Friday, June 25, 2010

Future Islands's "An Apology"




I have a theory about listening to New Order: it is really good for you! If you came to me and said, "Corey, 98% of the good music made in the last thirty years is a direct result of people listening to New Order," I would say, "You're probably right." (I would also say, "HEY, WHO'S WRITING THE BLOG HERE, PROFESSOR STATISTICS??") Baltimore's Future Islands know what you're talking about, too, and thank the maker for that.

I've been thinking for a while on which song to write about when holding up to you the band's latest effort, In Evening Air, as the most exciting record I've heard in 2010. Should it be "Swept Inside," the track that best crystallizes the band's update of New Order, built upon a Peter Hook-style is-that-a-bass-or-guitar hook and an absolutely transcendent outro (and which begs for a 12" extended cut, so that the simple melody can go on forever and ever)? Or should it be "Long Flight," which sees synths interlocking with that bass again, all tension and all building to vocalist Samuel T. Herring's flooring outburst in the song's final seconds? Maybe "Inch of Dust," replete with the absolutely huge beat that drives its themes of loss and reconnection right through your heart via your hips?

I suppose, though, that it has to be "An Apology". (Although, really I suppose that I put a couple of extra tracks at the bottom of this post, because who cares let's get crazy!). Like most of the tracks on the record, it's a song based on a slow build, simple drum programming letting the instruments breathe and create a sense of insistency and burning urgency. That's one of the reasons it's so difficult to pinpoint one song to highlight from In Evening Air -- the album works so well as a whole, each song relying heavily on mood and tone to tunnel its way into your brain, where it will make camp and become your new landlord.

"An Apology" lets Herring get his Tom Waits on, if Tom Waits had immersed himself in the Factory Records scene of the 1980s, instead of New Orleans roots music. Herring's vocals here have what you might call "texture". His lungs are crawling out of his throat. When he hits the refrain -- "so far away / so far away" -- I feel like my trachea's about to rip itself to shreds by proximity. In other words, he's got a knack for a convincing delivery. There's heartbreak, here. His voice inflates those simple lyrics to a place that makes them the most important, the most critical sentiment he could utter, and we believe the authenticity coming through the microphone. It's as real as it gets for us, too.

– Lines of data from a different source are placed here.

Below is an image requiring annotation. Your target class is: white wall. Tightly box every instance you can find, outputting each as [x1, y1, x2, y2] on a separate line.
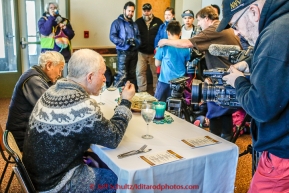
[70, 0, 135, 48]
[69, 0, 221, 48]
[202, 0, 223, 19]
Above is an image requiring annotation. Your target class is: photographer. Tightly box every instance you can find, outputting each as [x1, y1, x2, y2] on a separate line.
[109, 1, 141, 89]
[158, 6, 241, 140]
[38, 2, 75, 63]
[218, 0, 289, 191]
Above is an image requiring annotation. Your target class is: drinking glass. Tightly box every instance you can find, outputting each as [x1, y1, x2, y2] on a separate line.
[141, 102, 156, 139]
[98, 84, 106, 105]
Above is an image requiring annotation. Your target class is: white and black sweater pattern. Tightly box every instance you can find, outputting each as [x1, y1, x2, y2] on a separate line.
[23, 79, 132, 191]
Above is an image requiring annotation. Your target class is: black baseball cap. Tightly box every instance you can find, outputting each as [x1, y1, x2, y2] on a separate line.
[181, 10, 194, 18]
[216, 0, 256, 32]
[142, 3, 152, 10]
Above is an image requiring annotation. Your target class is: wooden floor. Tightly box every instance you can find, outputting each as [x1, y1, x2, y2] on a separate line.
[0, 97, 252, 193]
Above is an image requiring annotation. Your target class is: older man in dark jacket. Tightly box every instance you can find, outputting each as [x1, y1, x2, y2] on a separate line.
[6, 51, 65, 151]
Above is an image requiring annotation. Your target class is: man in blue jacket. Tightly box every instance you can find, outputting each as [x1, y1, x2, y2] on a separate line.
[218, 0, 289, 192]
[109, 1, 141, 88]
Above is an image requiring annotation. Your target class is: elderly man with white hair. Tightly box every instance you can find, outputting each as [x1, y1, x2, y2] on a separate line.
[218, 0, 289, 192]
[6, 51, 65, 151]
[22, 49, 135, 193]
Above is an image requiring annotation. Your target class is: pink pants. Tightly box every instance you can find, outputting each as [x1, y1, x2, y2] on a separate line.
[248, 151, 289, 193]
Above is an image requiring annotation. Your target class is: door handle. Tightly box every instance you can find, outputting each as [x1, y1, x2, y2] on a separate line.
[20, 37, 40, 49]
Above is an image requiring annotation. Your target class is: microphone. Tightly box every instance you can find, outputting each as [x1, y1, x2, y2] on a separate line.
[208, 44, 241, 57]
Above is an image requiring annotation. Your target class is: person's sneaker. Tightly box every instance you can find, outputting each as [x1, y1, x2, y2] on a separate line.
[194, 120, 201, 127]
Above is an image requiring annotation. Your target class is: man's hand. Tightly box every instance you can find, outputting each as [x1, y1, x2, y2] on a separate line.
[158, 39, 167, 47]
[223, 66, 245, 88]
[59, 23, 66, 29]
[234, 61, 249, 72]
[121, 81, 135, 101]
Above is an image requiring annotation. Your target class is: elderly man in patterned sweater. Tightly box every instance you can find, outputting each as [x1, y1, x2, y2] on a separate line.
[22, 49, 135, 192]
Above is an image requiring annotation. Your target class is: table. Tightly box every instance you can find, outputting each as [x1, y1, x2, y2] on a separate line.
[90, 89, 239, 193]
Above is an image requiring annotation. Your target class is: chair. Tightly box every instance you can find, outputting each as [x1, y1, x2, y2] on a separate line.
[0, 125, 15, 193]
[3, 130, 36, 193]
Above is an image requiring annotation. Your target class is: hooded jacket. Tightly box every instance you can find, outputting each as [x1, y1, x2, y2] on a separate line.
[234, 0, 289, 158]
[109, 14, 141, 51]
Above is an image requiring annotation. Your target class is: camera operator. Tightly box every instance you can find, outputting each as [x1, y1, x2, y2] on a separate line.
[218, 0, 289, 191]
[110, 1, 141, 89]
[158, 6, 241, 140]
[38, 2, 75, 64]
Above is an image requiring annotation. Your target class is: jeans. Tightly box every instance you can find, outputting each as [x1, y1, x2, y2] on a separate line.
[136, 52, 157, 92]
[59, 165, 117, 193]
[154, 81, 171, 102]
[115, 50, 138, 89]
[209, 114, 233, 141]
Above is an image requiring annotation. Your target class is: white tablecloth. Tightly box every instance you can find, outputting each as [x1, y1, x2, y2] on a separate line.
[90, 90, 239, 193]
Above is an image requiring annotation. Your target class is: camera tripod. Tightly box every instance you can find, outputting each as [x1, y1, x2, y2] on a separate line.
[166, 96, 192, 123]
[166, 94, 205, 124]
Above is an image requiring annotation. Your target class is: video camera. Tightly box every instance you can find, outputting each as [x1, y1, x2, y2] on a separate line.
[169, 76, 190, 98]
[191, 68, 250, 108]
[186, 48, 204, 74]
[229, 46, 254, 64]
[126, 38, 136, 47]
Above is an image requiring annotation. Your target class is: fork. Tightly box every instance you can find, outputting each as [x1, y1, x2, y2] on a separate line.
[117, 145, 147, 158]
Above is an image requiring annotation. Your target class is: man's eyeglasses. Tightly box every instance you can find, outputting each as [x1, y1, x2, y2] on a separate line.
[230, 6, 250, 30]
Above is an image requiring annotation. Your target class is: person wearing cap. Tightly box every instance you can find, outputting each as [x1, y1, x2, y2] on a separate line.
[109, 1, 141, 89]
[135, 3, 163, 93]
[181, 10, 196, 39]
[158, 6, 241, 141]
[219, 0, 289, 191]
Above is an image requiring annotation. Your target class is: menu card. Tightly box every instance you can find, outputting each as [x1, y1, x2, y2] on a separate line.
[140, 150, 184, 166]
[182, 136, 220, 148]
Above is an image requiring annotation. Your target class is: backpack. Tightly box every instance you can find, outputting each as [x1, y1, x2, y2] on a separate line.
[54, 28, 70, 52]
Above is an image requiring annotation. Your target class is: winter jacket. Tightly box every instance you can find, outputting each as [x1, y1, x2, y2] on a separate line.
[109, 14, 141, 51]
[38, 13, 75, 62]
[135, 16, 163, 54]
[234, 0, 289, 158]
[6, 66, 53, 150]
[154, 21, 169, 48]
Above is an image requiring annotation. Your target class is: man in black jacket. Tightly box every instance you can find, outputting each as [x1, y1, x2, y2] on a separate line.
[135, 3, 162, 93]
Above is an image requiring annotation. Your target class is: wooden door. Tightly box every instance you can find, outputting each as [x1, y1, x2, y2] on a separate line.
[137, 0, 172, 20]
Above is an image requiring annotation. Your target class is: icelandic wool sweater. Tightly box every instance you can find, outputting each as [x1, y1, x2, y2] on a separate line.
[22, 78, 132, 191]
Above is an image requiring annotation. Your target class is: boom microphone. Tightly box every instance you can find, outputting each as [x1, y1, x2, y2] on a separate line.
[208, 44, 241, 57]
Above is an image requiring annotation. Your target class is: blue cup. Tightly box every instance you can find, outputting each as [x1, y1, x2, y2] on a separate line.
[153, 101, 166, 120]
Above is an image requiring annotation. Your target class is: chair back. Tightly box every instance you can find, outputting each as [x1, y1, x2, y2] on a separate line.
[3, 130, 36, 193]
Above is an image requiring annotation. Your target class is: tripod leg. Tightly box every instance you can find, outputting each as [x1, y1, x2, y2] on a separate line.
[181, 100, 192, 123]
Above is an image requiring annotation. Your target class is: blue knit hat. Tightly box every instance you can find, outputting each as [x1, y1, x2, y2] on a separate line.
[216, 0, 256, 32]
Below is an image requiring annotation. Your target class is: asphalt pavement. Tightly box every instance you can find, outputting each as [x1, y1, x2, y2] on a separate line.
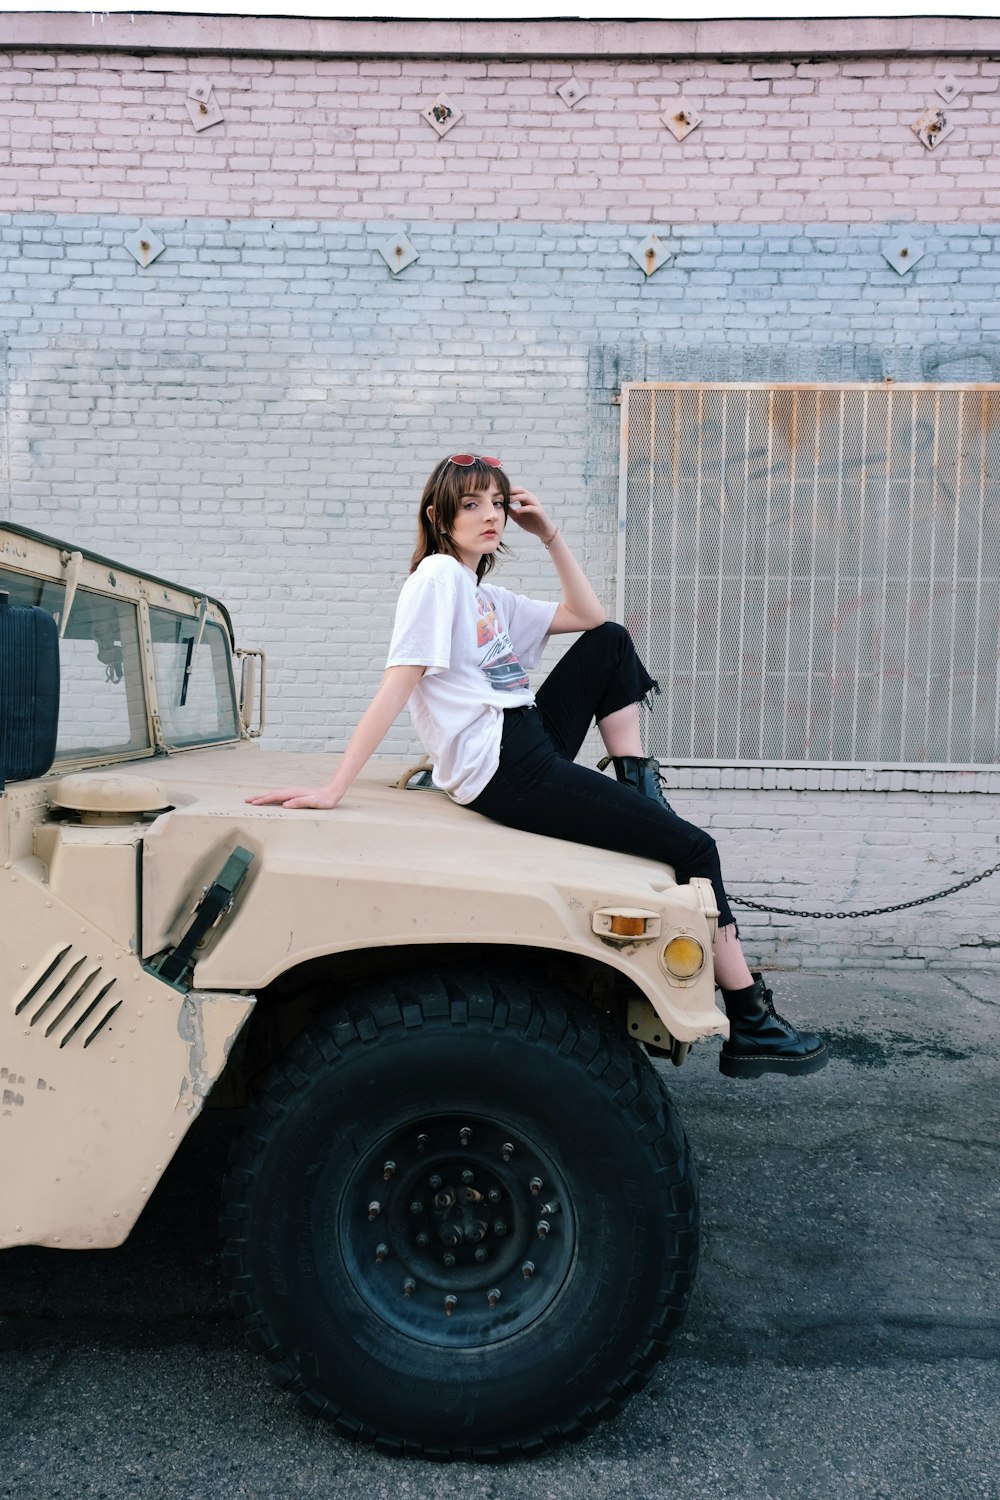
[1, 968, 997, 1500]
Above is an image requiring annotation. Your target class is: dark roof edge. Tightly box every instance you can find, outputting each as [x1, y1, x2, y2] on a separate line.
[2, 13, 1000, 61]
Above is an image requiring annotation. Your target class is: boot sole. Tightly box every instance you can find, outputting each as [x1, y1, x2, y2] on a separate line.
[719, 1043, 829, 1080]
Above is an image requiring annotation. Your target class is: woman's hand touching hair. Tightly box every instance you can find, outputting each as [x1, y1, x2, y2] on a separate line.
[506, 486, 558, 545]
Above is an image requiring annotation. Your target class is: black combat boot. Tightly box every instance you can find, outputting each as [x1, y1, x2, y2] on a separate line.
[719, 973, 828, 1079]
[598, 754, 674, 813]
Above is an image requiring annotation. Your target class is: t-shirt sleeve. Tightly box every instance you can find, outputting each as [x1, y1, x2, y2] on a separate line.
[487, 583, 558, 671]
[385, 565, 457, 675]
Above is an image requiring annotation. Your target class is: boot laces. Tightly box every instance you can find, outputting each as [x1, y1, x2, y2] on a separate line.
[756, 979, 796, 1034]
[642, 758, 673, 808]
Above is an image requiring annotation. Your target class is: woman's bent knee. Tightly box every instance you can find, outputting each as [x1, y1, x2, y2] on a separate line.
[595, 620, 630, 652]
[676, 827, 720, 876]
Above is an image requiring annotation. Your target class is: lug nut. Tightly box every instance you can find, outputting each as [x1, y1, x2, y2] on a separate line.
[501, 1142, 514, 1161]
[428, 1174, 443, 1190]
[416, 1232, 430, 1248]
[536, 1220, 550, 1239]
[487, 1188, 502, 1204]
[461, 1169, 475, 1185]
[442, 1252, 456, 1268]
[522, 1261, 535, 1280]
[416, 1133, 429, 1152]
[403, 1278, 416, 1298]
[475, 1247, 489, 1264]
[493, 1220, 507, 1237]
[382, 1160, 396, 1180]
[459, 1127, 472, 1146]
[375, 1243, 389, 1263]
[444, 1294, 458, 1316]
[487, 1288, 501, 1309]
[529, 1176, 543, 1196]
[409, 1200, 424, 1215]
[368, 1201, 381, 1220]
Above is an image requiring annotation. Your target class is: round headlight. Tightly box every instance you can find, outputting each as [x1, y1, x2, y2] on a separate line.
[662, 935, 706, 979]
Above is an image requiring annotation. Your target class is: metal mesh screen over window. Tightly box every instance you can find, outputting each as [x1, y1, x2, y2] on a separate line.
[617, 384, 1000, 768]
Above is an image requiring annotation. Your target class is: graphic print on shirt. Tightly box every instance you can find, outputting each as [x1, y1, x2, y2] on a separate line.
[476, 592, 530, 692]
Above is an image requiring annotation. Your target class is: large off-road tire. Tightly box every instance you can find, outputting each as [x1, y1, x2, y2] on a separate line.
[220, 972, 698, 1459]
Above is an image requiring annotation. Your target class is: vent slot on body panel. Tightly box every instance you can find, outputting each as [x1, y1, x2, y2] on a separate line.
[13, 947, 121, 1049]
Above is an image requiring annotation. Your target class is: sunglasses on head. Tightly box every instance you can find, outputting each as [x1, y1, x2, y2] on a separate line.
[447, 454, 503, 468]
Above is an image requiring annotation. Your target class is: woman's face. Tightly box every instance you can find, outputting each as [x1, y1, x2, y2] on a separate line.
[434, 479, 507, 570]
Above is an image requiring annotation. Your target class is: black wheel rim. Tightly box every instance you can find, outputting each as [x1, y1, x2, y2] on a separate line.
[336, 1113, 576, 1348]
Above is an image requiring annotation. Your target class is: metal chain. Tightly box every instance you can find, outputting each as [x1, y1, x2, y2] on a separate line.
[730, 861, 1000, 920]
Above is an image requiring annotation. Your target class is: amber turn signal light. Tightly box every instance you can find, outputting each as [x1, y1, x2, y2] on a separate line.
[608, 915, 649, 938]
[661, 935, 706, 979]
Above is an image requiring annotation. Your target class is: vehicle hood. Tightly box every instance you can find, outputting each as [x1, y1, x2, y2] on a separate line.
[48, 747, 717, 1018]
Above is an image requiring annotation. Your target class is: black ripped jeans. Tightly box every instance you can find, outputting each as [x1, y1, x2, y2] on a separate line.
[468, 622, 735, 929]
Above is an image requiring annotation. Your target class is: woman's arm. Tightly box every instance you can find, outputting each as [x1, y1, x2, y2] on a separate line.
[507, 485, 605, 634]
[246, 663, 426, 809]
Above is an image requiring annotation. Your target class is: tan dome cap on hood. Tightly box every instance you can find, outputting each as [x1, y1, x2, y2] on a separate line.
[51, 773, 169, 817]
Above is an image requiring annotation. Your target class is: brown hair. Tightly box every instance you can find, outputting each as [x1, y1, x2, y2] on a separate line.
[409, 456, 512, 582]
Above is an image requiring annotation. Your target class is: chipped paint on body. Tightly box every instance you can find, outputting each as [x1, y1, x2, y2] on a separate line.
[176, 990, 256, 1114]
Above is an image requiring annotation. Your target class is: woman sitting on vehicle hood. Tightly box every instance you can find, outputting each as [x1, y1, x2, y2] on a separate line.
[248, 454, 827, 1080]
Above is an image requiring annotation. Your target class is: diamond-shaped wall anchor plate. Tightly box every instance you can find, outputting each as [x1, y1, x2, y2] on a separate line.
[912, 105, 953, 151]
[882, 238, 925, 276]
[186, 94, 224, 132]
[187, 78, 214, 104]
[377, 233, 418, 276]
[422, 95, 463, 137]
[556, 77, 588, 108]
[935, 74, 963, 104]
[123, 226, 165, 269]
[629, 233, 671, 277]
[661, 100, 702, 142]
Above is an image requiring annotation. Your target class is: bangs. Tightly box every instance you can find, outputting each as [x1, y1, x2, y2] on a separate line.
[435, 459, 511, 525]
[412, 454, 513, 581]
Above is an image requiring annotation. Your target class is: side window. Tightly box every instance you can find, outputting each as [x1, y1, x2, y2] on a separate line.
[150, 608, 239, 747]
[0, 568, 148, 758]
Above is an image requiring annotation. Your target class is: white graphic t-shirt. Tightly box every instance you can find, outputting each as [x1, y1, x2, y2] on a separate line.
[386, 554, 557, 803]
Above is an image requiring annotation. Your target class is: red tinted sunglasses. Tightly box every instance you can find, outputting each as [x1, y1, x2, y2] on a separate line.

Crucially, Herring doesn't always sing this way. In Evening Air shows him in perfect control, understated when the mood suits him and confident enough in his melodies not to feel the need to max out the levels on every track. He lets the band guide him to where he needs to be. Listen to that distorted squall that caps out "An Apology," and you hear a group of musicians perfectly attuned to one another, each member of the band contributing to a deceptively complex blanket of sound that evokes their desired mood utterly and entirely. I'm on board for the duration.